Theres a simple truth: The shorter your sleep, the shorter your life.Walker, 2019
Top clubs and organisations are starting to become wise towards the advantages of sleep, going against the grain of past thinking where the philosophy was very much ‘sleep is for wimps’
Nike and Google have both adopted a more relaxed approach to work schedules, so much so that they even allow workers to sleep on the job. Throughout their corporate headquarters are dedicated relaxation rooms with nap pods (Walker, 2017). Clubs such as Manchester United, Chelsea and Real Madrid are also recruiting “sleep coaches” and have added sleeping areas to nap in-between training sessions (Edgley, 2017).
Sleep Effects on Injuries
There is strong evidence to suggest that the less sleep a player gets, the more likely they are to be injured.
From Milewski et al, 2014
Athletes who slept on average less than 8 hours per night were 1.7 times more likely to have had an injury compared with athletes who slept for more than 8 hours (Milewski et al, 2014). Even just a 2 hour increase/decrease in sleep made a significant difference.

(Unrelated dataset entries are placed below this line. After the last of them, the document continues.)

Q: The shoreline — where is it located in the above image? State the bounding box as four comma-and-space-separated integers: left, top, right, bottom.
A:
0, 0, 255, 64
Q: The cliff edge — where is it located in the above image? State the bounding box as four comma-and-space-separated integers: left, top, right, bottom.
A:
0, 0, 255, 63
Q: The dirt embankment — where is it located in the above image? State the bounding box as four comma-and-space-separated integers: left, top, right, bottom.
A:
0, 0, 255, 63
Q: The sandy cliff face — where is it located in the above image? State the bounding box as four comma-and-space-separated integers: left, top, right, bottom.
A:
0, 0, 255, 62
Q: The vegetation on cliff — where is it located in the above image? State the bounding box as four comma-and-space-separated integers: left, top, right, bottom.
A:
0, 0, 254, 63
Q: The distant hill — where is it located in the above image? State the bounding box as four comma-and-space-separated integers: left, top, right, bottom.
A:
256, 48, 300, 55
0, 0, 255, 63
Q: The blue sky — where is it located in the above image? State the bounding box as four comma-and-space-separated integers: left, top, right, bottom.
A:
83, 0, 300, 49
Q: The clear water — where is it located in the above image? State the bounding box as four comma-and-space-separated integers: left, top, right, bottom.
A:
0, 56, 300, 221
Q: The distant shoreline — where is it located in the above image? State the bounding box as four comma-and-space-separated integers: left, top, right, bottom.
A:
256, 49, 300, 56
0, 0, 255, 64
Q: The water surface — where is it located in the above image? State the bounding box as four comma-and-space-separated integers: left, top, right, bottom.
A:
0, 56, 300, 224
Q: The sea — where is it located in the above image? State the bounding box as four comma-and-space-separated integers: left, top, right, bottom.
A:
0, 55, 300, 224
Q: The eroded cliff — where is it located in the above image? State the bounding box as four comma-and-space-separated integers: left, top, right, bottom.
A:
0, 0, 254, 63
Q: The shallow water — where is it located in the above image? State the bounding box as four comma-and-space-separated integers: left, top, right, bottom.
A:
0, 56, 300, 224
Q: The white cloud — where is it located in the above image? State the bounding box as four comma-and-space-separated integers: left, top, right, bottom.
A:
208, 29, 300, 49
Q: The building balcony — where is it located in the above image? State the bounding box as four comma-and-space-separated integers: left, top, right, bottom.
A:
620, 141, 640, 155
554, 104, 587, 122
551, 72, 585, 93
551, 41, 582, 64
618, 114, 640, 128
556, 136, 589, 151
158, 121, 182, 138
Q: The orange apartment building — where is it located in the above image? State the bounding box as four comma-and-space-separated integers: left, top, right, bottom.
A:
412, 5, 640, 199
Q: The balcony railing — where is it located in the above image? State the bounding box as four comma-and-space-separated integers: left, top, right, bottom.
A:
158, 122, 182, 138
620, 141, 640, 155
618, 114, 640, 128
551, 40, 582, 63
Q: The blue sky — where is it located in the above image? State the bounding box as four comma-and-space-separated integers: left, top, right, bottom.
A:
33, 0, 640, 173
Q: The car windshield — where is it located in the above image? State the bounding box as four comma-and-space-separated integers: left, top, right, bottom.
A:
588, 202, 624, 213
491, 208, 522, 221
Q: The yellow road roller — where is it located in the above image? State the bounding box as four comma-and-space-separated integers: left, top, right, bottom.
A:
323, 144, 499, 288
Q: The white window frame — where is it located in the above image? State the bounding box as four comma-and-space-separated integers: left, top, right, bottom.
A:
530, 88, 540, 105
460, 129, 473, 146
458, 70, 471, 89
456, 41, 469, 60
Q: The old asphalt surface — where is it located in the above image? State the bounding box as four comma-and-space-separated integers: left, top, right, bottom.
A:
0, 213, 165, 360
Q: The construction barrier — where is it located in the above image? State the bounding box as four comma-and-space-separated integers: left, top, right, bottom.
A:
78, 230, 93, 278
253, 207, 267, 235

This is one of the many vital benefits of sleep within sport and wellness.
Players also tend to lose many weeks of the year through illness (Ranchordas, 2016). Regular good quality sleep boosts the immune system meaning fewer illnesses (Walker, 2017;Pink, 2018) and more time in training and matches.
Sleep Effects on Learning
People who get 7/8 hours of sleep have a more active hippocampus, meaning they are able to learn and retain information more effectively (Walker, 2019).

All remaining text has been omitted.